Comic trade paperback, n.pag. Published 2004 (contents: 2004) Borrowed from the library Read April 2012 |
Writer: Brian Michael Bendis
Penciler: Mark Bagley
Inker: Scott Hanna
Colorists: Peter Pantazis with Brian Reber
Letterer: Cory Petit
Colorists: Peter Pantazis with Brian Reber
Letterer: Cory Petit
The end of Alias wasn't the end of Jessica Jones; she soon became one of the central characters of another Brian Michael Bendis series, The Pulse, about the writers at the Daily Bugle, especially those in a special section focusing on superheroes. (Jessica is there to investigate, though not write.) This volume sees the Daily Bugle staff investigating the death of one of their own.
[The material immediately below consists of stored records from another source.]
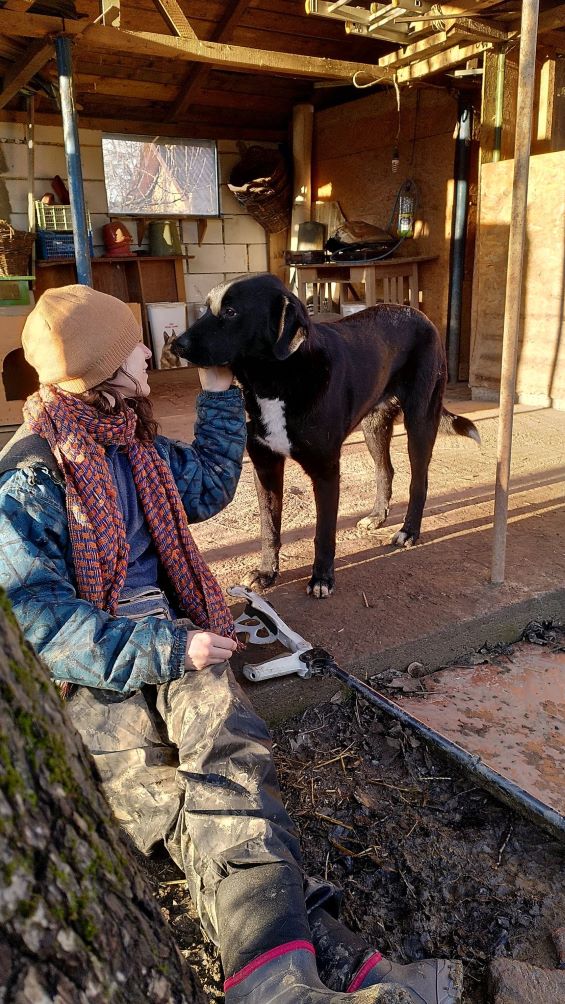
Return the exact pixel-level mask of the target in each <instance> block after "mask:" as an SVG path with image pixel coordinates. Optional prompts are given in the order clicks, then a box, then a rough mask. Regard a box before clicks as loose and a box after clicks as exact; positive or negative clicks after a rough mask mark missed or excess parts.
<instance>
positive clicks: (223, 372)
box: [198, 366, 234, 391]
mask: <svg viewBox="0 0 565 1004" xmlns="http://www.w3.org/2000/svg"><path fill="white" fill-rule="evenodd" d="M198 374H199V376H200V383H201V385H202V390H203V391H227V390H228V388H230V387H231V386H232V381H233V379H234V374H233V372H232V370H231V369H230V367H229V366H206V367H204V366H201V367H199V370H198Z"/></svg>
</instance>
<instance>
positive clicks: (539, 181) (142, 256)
mask: <svg viewBox="0 0 565 1004" xmlns="http://www.w3.org/2000/svg"><path fill="white" fill-rule="evenodd" d="M520 6H521V5H517V4H516V3H511V2H507V0H503V2H492V0H459V2H458V3H455V4H442V5H433V4H431V3H429V2H428V0H395V2H394V3H391V4H382V3H369V2H365V0H356V2H347V0H345V2H343V0H336V2H322V0H306V2H304V0H234V2H231V3H225V2H221V0H206V2H205V0H191V2H188V0H142V2H139V3H133V2H130V0H75V2H72V0H63V2H60V3H57V2H54V0H4V2H3V3H2V2H0V74H1V75H2V77H3V83H2V90H1V92H0V119H1V120H0V220H5V221H7V223H8V224H10V225H11V226H12V227H14V228H16V230H21V231H25V230H28V229H33V228H37V230H38V231H40V230H42V227H41V225H40V224H41V220H40V219H39V218H38V213H40V212H41V210H38V207H37V206H36V204H39V205H41V199H42V197H43V196H44V195H45V193H46V192H51V182H52V180H53V179H54V178H55V177H56V176H59V177H60V178H61V179H63V180H68V179H67V176H68V153H69V151H68V140H67V144H66V150H65V139H64V136H63V122H62V118H61V66H60V60H59V59H58V58H57V57H56V43H57V39H60V38H64V39H68V40H69V43H70V54H71V74H70V77H71V79H70V85H71V91H72V101H73V109H74V110H75V112H76V120H77V124H78V133H77V135H78V139H79V146H80V152H79V163H80V166H81V179H80V181H81V186H82V189H83V193H84V200H85V205H86V209H87V211H88V224H89V228H90V229H91V242H92V243H91V251H92V252H93V258H92V265H91V274H92V282H93V284H94V285H95V286H96V287H97V288H100V289H103V290H105V291H107V292H112V293H113V294H114V295H117V296H119V297H120V298H122V299H124V300H126V301H128V302H131V303H133V304H138V306H137V307H136V308H135V307H134V309H137V310H138V311H139V316H140V318H142V320H143V323H144V327H145V336H146V338H147V339H148V343H151V342H150V318H149V314H148V303H154V302H181V303H186V304H188V319H189V321H190V320H191V319H192V317H193V316H194V315H195V313H196V312H198V309H199V307H200V305H201V304H202V303H203V302H204V300H205V298H206V294H207V292H208V290H209V289H210V288H211V287H212V286H213V285H215V284H216V283H217V282H219V281H222V280H224V279H225V278H229V277H231V276H234V275H237V274H241V273H245V272H257V271H263V270H266V269H270V270H272V271H275V272H277V273H279V274H280V275H281V276H282V277H283V278H284V279H285V280H286V281H287V282H290V281H294V282H296V280H297V279H298V280H300V268H299V269H298V275H297V274H296V273H295V272H294V270H289V268H288V267H287V265H286V264H285V251H288V250H291V249H294V250H296V249H297V242H298V226H299V224H300V223H305V222H309V221H318V222H321V223H322V224H323V225H324V226H325V237H326V238H327V237H328V236H330V235H331V233H332V231H333V230H335V229H336V228H337V225H338V223H339V222H340V221H342V220H343V219H344V220H345V221H347V222H351V221H362V222H363V223H365V224H369V225H373V226H376V227H379V228H382V229H384V230H386V231H388V232H389V233H392V234H393V236H394V238H395V240H396V239H397V228H398V218H397V216H398V194H399V193H400V192H401V190H402V187H403V186H404V185H405V183H406V182H408V183H410V184H411V186H412V188H411V190H410V191H411V193H412V195H413V194H414V193H415V199H414V201H413V202H412V205H411V208H412V211H413V220H412V221H411V224H410V227H409V228H408V229H409V233H408V236H405V237H404V238H403V239H402V240H398V243H397V246H396V248H395V250H394V252H393V255H392V257H391V258H388V259H385V260H380V259H379V258H378V256H376V257H377V259H378V260H377V261H376V262H375V261H372V260H370V250H369V252H368V254H369V260H368V264H367V265H366V267H365V263H366V262H367V252H366V251H365V257H364V258H363V257H362V252H361V257H360V258H357V259H355V265H357V267H356V268H355V269H352V270H350V269H349V265H347V264H345V265H344V266H343V267H342V270H341V272H339V271H336V270H335V263H334V264H333V265H331V266H330V268H329V270H327V271H325V272H324V270H323V266H322V268H321V271H316V270H314V272H312V271H310V272H305V273H303V274H302V283H301V285H300V289H301V290H305V291H306V293H307V295H310V293H311V292H314V291H315V290H316V289H317V290H318V291H319V290H321V291H322V293H323V295H324V296H325V298H326V303H325V307H326V308H329V309H333V310H339V309H340V308H341V307H342V305H343V304H342V303H340V302H339V299H340V296H341V299H344V298H346V299H347V300H348V302H349V303H350V302H351V299H353V300H355V299H356V298H357V299H360V300H361V301H363V300H364V301H368V302H372V301H373V300H376V299H391V300H396V301H399V302H412V303H414V302H417V303H418V304H419V305H420V307H421V308H422V309H423V310H425V311H426V312H427V313H428V314H429V315H430V316H431V317H432V319H433V320H434V321H435V323H436V324H437V325H438V327H439V329H440V331H441V332H442V333H443V334H444V335H445V337H446V339H447V343H448V349H449V356H450V375H451V379H452V380H454V381H465V382H469V384H470V386H471V388H472V392H473V395H474V396H476V397H484V398H485V397H486V398H490V397H492V398H496V396H497V394H498V389H499V383H500V370H501V344H502V332H503V322H504V304H505V287H506V260H507V249H508V234H509V223H510V214H511V207H512V178H513V156H514V135H515V127H516V94H517V78H518V70H517V67H518V53H519V44H520V23H521V22H520V11H519V7H520ZM564 53H565V4H563V3H559V2H556V0H542V3H541V4H540V14H539V23H538V48H537V64H536V94H535V106H534V129H533V137H532V147H531V164H530V195H529V204H528V219H527V251H526V257H525V265H524V282H523V303H522V337H521V345H520V358H519V369H518V385H517V391H518V395H519V397H520V400H521V401H523V402H531V403H535V404H544V405H553V406H555V407H563V406H564V404H565V348H564V343H565V339H564V338H563V330H564V320H563V303H564V299H565V295H564V290H565V264H564V262H565V226H564V224H565V185H564V182H563V179H564V178H565V58H564ZM115 140H117V141H119V142H120V143H122V144H123V150H124V151H127V150H128V149H129V148H127V146H126V144H127V141H129V142H131V143H132V142H135V143H143V142H144V141H145V142H146V145H147V146H148V147H150V148H151V151H152V153H151V155H144V156H148V157H151V163H152V164H156V163H157V161H158V160H159V158H161V159H162V161H163V157H164V156H165V155H163V153H162V152H163V150H165V149H167V150H169V151H171V149H173V148H174V149H175V150H180V149H182V150H183V151H185V148H187V149H188V150H189V152H193V153H194V151H197V154H195V155H194V156H195V157H196V158H197V160H198V158H199V157H200V158H202V159H204V161H205V160H206V157H208V156H209V154H210V152H212V153H211V155H210V156H212V158H213V160H212V165H213V169H212V174H211V175H210V179H211V180H210V179H209V182H210V184H209V188H210V185H211V186H212V189H215V192H212V194H211V202H210V204H209V205H204V204H200V203H199V202H198V200H195V199H193V200H192V201H191V199H190V198H187V199H184V198H183V197H184V196H186V195H187V192H181V193H180V194H179V192H178V191H177V190H176V191H177V196H176V198H178V199H179V201H178V203H172V202H168V203H165V204H164V206H162V205H161V204H159V203H155V202H154V203H153V204H151V206H152V207H153V208H154V209H155V207H156V206H157V210H158V211H157V212H152V211H151V209H150V210H148V208H147V205H146V204H143V203H139V204H133V203H132V202H129V203H127V202H124V203H122V204H116V203H115V196H114V194H111V198H110V196H109V195H108V192H109V182H108V156H109V155H107V150H106V153H104V145H109V149H110V150H112V149H113V148H112V147H111V144H112V143H113V142H114V141H115ZM176 145H179V146H177V147H176ZM254 148H262V150H263V151H265V150H266V151H271V152H272V153H276V154H280V155H281V163H282V164H283V165H284V169H285V171H286V173H287V176H288V187H287V188H286V189H285V188H284V186H281V191H280V192H279V193H278V195H279V197H280V198H279V203H281V202H282V204H284V206H283V209H284V213H287V217H288V218H287V219H286V223H287V224H288V225H287V226H286V225H281V224H280V220H279V221H278V223H277V225H276V226H271V227H269V223H268V221H266V220H265V218H264V217H263V218H262V217H261V214H259V213H258V212H257V209H256V207H254V206H253V203H252V201H251V200H250V201H248V202H247V203H246V202H245V201H242V199H241V198H236V195H237V193H236V194H234V188H235V187H234V186H232V189H230V188H229V183H230V181H231V180H232V179H233V173H234V169H235V168H237V166H238V164H240V163H241V159H242V157H244V156H245V155H246V152H247V156H250V155H249V152H250V149H251V150H252V151H253V149H254ZM198 152H204V153H200V154H199V153H198ZM167 156H168V157H172V156H173V155H171V154H168V155H167ZM191 156H192V154H191ZM204 161H198V164H199V165H201V164H202V163H204ZM123 163H124V162H123ZM147 163H149V162H146V166H147ZM203 170H204V169H203ZM207 170H209V173H210V168H208V169H207ZM152 171H153V174H152V184H153V194H154V197H155V198H158V196H156V195H155V193H156V185H155V184H154V183H155V181H156V178H157V174H156V172H157V169H155V170H153V169H152ZM216 171H217V174H215V172H216ZM170 177H171V174H169V175H168V178H170ZM207 184H208V183H207ZM178 188H179V186H178ZM189 194H190V195H192V193H189ZM158 195H159V193H158ZM203 206H204V208H203ZM56 207H57V204H55V208H56ZM144 207H145V208H144ZM164 207H165V208H164ZM279 209H280V206H279ZM284 213H283V215H284ZM110 221H113V222H117V223H120V224H121V225H122V227H123V228H124V229H125V230H126V231H127V232H128V233H129V235H130V237H131V244H130V252H131V253H130V254H129V255H127V256H117V255H116V256H114V255H112V254H109V253H108V249H107V244H105V243H104V239H103V234H104V230H103V228H104V226H105V225H106V224H108V222H110ZM156 221H161V222H164V221H167V222H168V223H170V224H171V226H172V227H173V229H174V231H175V240H174V242H173V248H172V253H167V252H166V253H165V254H163V253H159V252H158V253H149V252H150V251H152V250H153V251H155V247H154V246H153V245H152V243H151V240H152V223H154V222H156ZM56 222H57V221H56V220H55V223H56ZM65 222H66V223H67V224H68V221H65ZM51 230H52V231H53V232H59V231H57V230H56V228H55V227H53V226H51ZM50 237H51V238H52V234H51V235H50ZM48 238H49V235H48ZM59 240H60V242H61V247H62V248H63V250H61V249H60V248H56V249H55V250H56V251H57V253H56V255H53V254H47V255H46V254H45V248H44V247H43V246H42V244H41V235H39V238H38V242H37V245H38V250H37V252H36V254H35V255H34V259H33V262H32V263H31V264H30V266H29V268H30V269H31V271H30V272H29V274H30V275H32V276H33V279H32V280H20V281H19V282H18V284H17V295H16V296H15V298H16V299H18V298H23V299H25V298H26V296H25V291H24V293H23V295H22V296H20V294H21V293H22V288H21V287H22V283H23V285H24V286H25V287H26V288H27V287H29V288H31V292H32V295H33V296H35V298H37V297H38V296H39V295H40V294H41V292H42V291H43V290H44V289H45V288H47V287H49V286H53V285H61V284H65V283H67V282H71V281H74V278H75V276H76V267H75V263H74V259H73V257H72V254H69V252H68V251H67V252H66V256H63V255H64V254H65V252H64V248H67V247H68V243H65V240H64V239H62V238H60V239H59ZM44 243H45V241H44V240H43V244H44ZM51 243H52V242H51ZM137 252H139V253H137ZM318 264H319V263H318ZM324 264H325V263H324ZM359 265H360V266H361V267H359ZM317 267H318V266H316V268H317ZM331 269H333V271H332V270H331ZM9 278H10V277H9V276H7V275H4V276H2V275H0V300H1V301H2V304H4V305H2V306H0V332H1V333H0V361H1V364H2V383H1V385H0V425H1V426H3V427H5V428H7V427H13V426H14V425H16V424H17V423H18V422H19V419H20V414H21V404H22V400H23V398H24V397H25V396H26V394H27V393H28V391H29V389H30V385H29V373H28V372H27V370H26V367H25V364H24V361H23V358H22V355H21V350H20V349H19V336H20V333H21V327H22V325H23V322H24V320H25V314H26V311H27V310H28V309H29V308H30V305H31V304H26V303H20V304H18V303H13V302H11V300H10V297H9V295H8V290H9V293H10V295H11V296H12V298H13V297H14V288H13V287H14V283H13V282H11V284H10V281H9ZM312 280H315V283H313V282H312ZM328 290H329V291H328ZM324 291H325V292H324ZM2 297H3V298H2ZM328 301H329V302H328ZM7 304H9V305H7ZM317 306H318V307H319V306H320V303H319V301H318V302H317ZM155 361H156V364H159V362H160V360H159V359H157V358H156V360H155Z"/></svg>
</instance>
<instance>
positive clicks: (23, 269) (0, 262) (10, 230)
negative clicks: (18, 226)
mask: <svg viewBox="0 0 565 1004" xmlns="http://www.w3.org/2000/svg"><path fill="white" fill-rule="evenodd" d="M34 240H35V234H30V233H28V231H27V230H14V228H13V227H11V226H10V224H9V223H7V222H6V220H0V275H29V256H30V254H31V249H32V247H33V242H34Z"/></svg>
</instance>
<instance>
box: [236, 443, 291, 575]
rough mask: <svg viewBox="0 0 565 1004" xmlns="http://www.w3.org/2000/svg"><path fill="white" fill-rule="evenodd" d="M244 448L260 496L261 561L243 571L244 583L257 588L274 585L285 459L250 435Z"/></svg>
mask: <svg viewBox="0 0 565 1004" xmlns="http://www.w3.org/2000/svg"><path fill="white" fill-rule="evenodd" d="M247 452H248V453H249V456H250V458H251V461H252V463H253V475H254V478H255V487H256V489H257V498H258V500H259V516H260V519H261V565H260V567H259V568H254V569H253V570H252V571H250V572H249V573H248V574H247V575H246V577H245V585H248V586H249V587H250V588H251V589H255V590H256V591H258V592H260V591H261V590H262V589H266V588H267V587H268V586H269V585H273V583H274V581H275V579H276V577H277V575H278V573H279V551H280V549H281V519H282V499H283V484H284V462H285V459H284V457H281V456H280V455H279V454H276V453H273V452H272V450H269V449H267V448H266V447H264V446H262V445H261V444H260V443H257V441H256V440H254V439H252V438H250V439H249V440H248V444H247Z"/></svg>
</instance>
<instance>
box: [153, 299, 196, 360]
mask: <svg viewBox="0 0 565 1004" xmlns="http://www.w3.org/2000/svg"><path fill="white" fill-rule="evenodd" d="M147 306H148V318H149V322H150V331H151V335H152V342H153V354H154V359H155V364H156V366H157V368H158V369H177V368H179V367H180V366H187V365H188V364H189V363H188V362H187V360H186V359H180V358H179V356H178V355H174V354H173V352H171V350H170V349H169V347H168V346H169V342H170V341H171V340H172V338H176V337H177V335H179V334H182V333H183V331H186V330H187V326H188V325H187V305H186V303H169V302H167V303H148V305H147Z"/></svg>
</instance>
It's not very interesting. I don't quite know why, but nothing the characters did ever grabbed me. The mystery is pathetic. There's no resonance to this. Whereas Alias used the question "What would the Marvel Universe look like to a private investigator?" to say something very interesting about powerlessness, The Pulse asks "What would the Marvel Universe look like to newspaper reporters?" and discovers that the answer is "Exactly the same." The subversion of the genre tells us nothing of interest.
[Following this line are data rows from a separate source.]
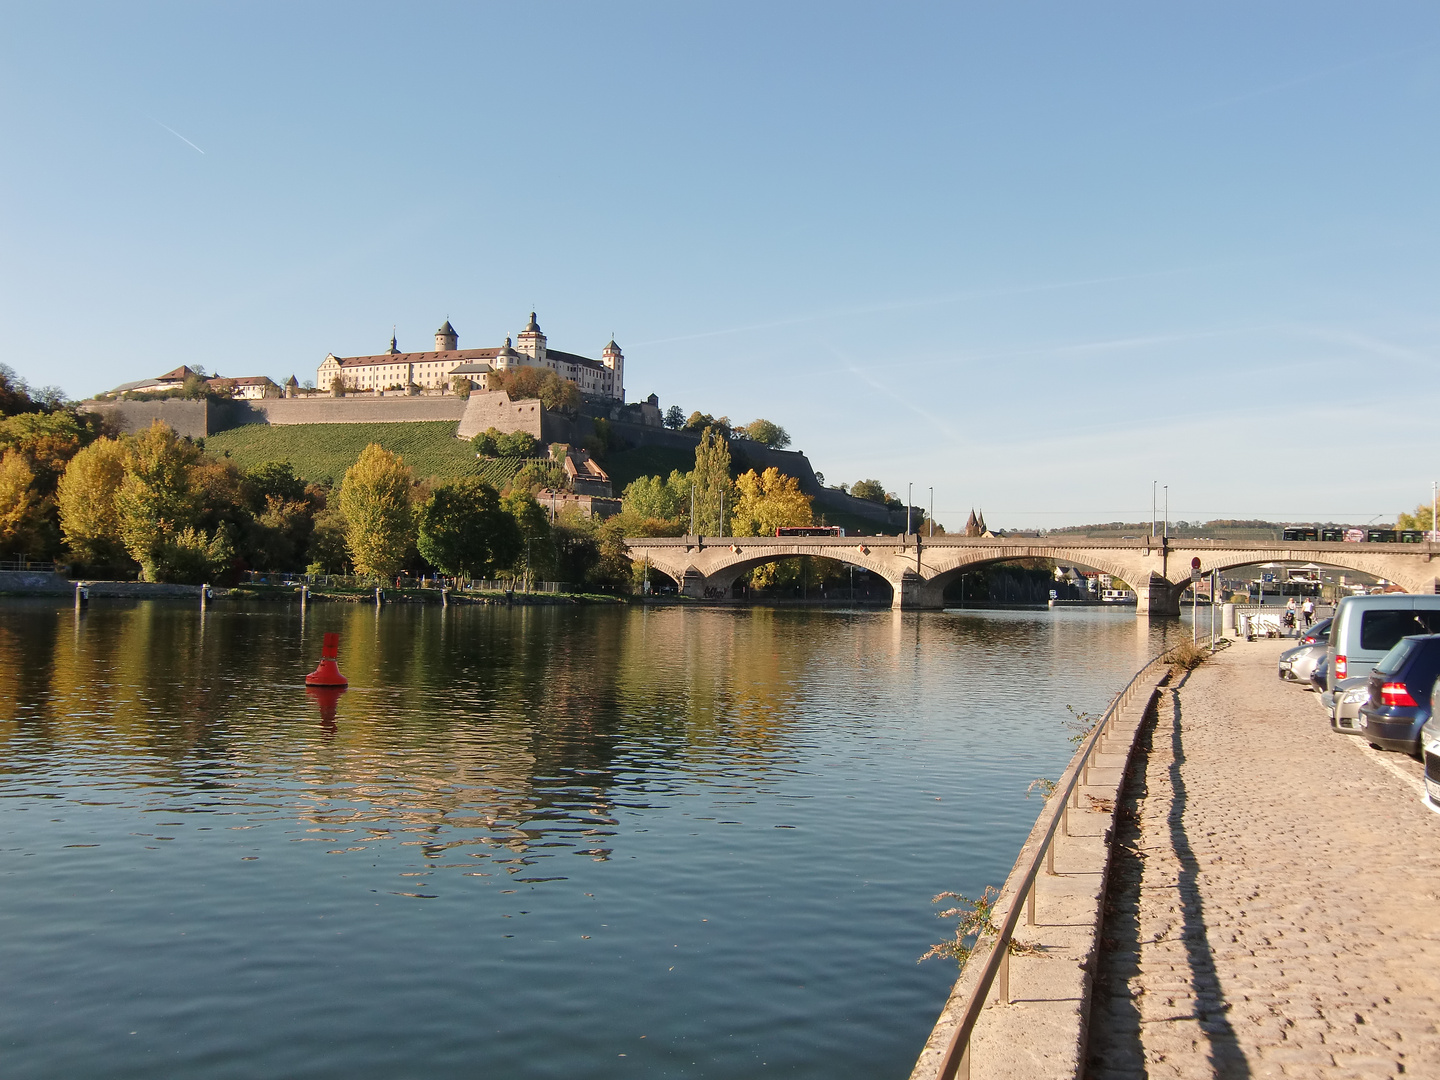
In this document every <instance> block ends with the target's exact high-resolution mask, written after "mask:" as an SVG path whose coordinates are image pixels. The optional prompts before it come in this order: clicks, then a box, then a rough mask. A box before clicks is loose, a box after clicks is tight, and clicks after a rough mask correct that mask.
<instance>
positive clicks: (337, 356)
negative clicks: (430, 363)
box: [336, 348, 500, 367]
mask: <svg viewBox="0 0 1440 1080" xmlns="http://www.w3.org/2000/svg"><path fill="white" fill-rule="evenodd" d="M498 353H500V350H498V348H449V350H445V351H441V353H435V351H431V353H379V354H376V356H337V357H336V360H338V361H340V366H341V367H370V366H372V364H423V363H429V361H435V360H461V361H464V360H492V359H494V357H495V356H497V354H498Z"/></svg>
And the reason I picked up the book, Jessica Jones herself, is weirdly off. I don't think it's the dialogue, as the same guy wrote both Alias and The Pulse, but it might be, as The Pulse is paced much more like a conventional superhero comic; there's no awkward six-page halting conversations here. It probably doesn't help that, now that she's pregnant, all Jessica does is worry about her unborn child. I don't doubt that being pregnant would change her, but it's basically her only personality attribute here. Worse, Michael Gaydos has been replaced by Mark Bagley, who has what is probably a decent style for a superhero comic, but is a complete mismatch for one about Jessica Jones. As when Takeshi Miyazawa left Spider-Man Loves Mary Jane, her body language is just wrong, and it makes all the dialogue seem off; she doesn't move the way Jessica moves or make the faces that Jessica makes. Given time I might get used to it, but with only five issues collected in this thin volume, it's time I don't have.